Search code examples
powershellcharacter-encodinginvoke-webrequest

Powershell ConvertFrom-Json Encoding Special Characters Issue


I have this code in my powershell script and it doesn't do well on the special characters parts.

 $request = 'http://151.80.109.18:8082/vrageremote/v1/session/players'
 $a = Invoke-WebRequest -ContentType "application/json; charset=utf-8" $request |
 ConvertFrom-Json    |
 Select -expand Data |
 Select -expand players |
 Select displayName, factionTag | Out-file "$scriptPath\getFactionTag.txt"

In my output file I only get '????' for any special characters. Does anyone know how I can get it to show special characters in my output file?


Solution

  • Peter Schneider's helpful answer and Nas' helpful answer both address one problem with your approach: You need to:

    • either: access the .Content property on the response object returned by Invoke-WebRequest to get the actual data returned (as a JSON string), which you can then pass to ConvertFrom-Json.

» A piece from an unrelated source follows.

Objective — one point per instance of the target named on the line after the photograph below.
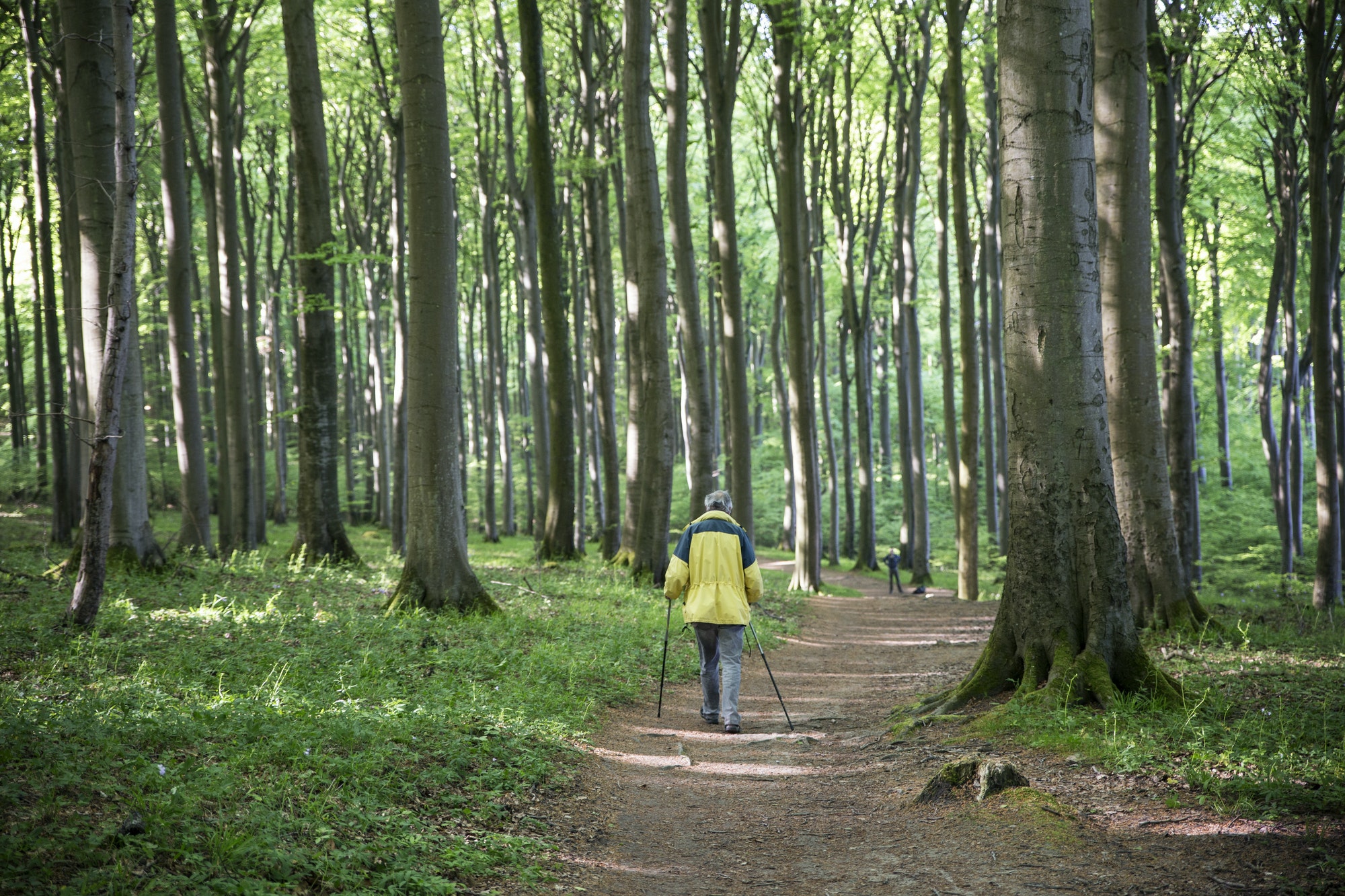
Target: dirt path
(672, 806)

    • or: use Invoke-RestMethod instead, which returns the data directly and parses it into custom objects, so you can work with these objects directly, without the need for ConvertTo-Json; however, with a character-encoding problem such as in this case this is not an option, because explicit re-encoding of the JSON string is needed - see below.

    However, you still have a character-encoding problem, because, in the absence of charset information in the response header, PowerShell interprets the UTF-8-encoded JSON string returned as ISO-8859-1-encoded, in Windows PowerShell as well as in PowerShell (Core) up to v7.3.3, except that v7.0+ defaults to UTF-8 for JSON, specifically.
    v7.4+ will use UTF-8 as the general default, i.e. for all media types.

    There are two possible solutions:

    • Preferably, amend the web service to include charset=utf-8 in the response header's ContenType field.

    • If you can't do that, you must perform your own decoding, based on the raw bytes of the response body, accessible via the .RawContentStream property:

    Here's the implementation of the latter:

    # Note that there's no point in using 
    # -ContentType  "application/json; charset=utf-8" in this case,
    # as -ContentType only applies to data sent *to* the web service.
    $request = 'http://151.80.109.18:8082/vrageremote/v1/session/players'
    $a = Invoke-WebRequest $request
    
    # $a.Content cannot be used, because it contains the *misinterpreted* JSON string,
    # but $a.RawContentStream provides access to the raw bytes,
    # which you can decode into a string with the encoding of choice.
    $jsonCorrected = 
      [Text.Encoding]::UTF8.GetString(
        $a.RawContentStream.ToArray()
      )
    
    # Now process the reinterpreted string.
    $jsonCorrected |
      ConvertFrom-Json    |
      Select -expand Data |
      Select -expand players |
      Select displayName, factionTag | Out-file "$scriptPath\getFactionTag.txt"
    

    Note:

    • This answer provides convenience function ConvertTo-BodyWithEncoding, which wraps the functionality above.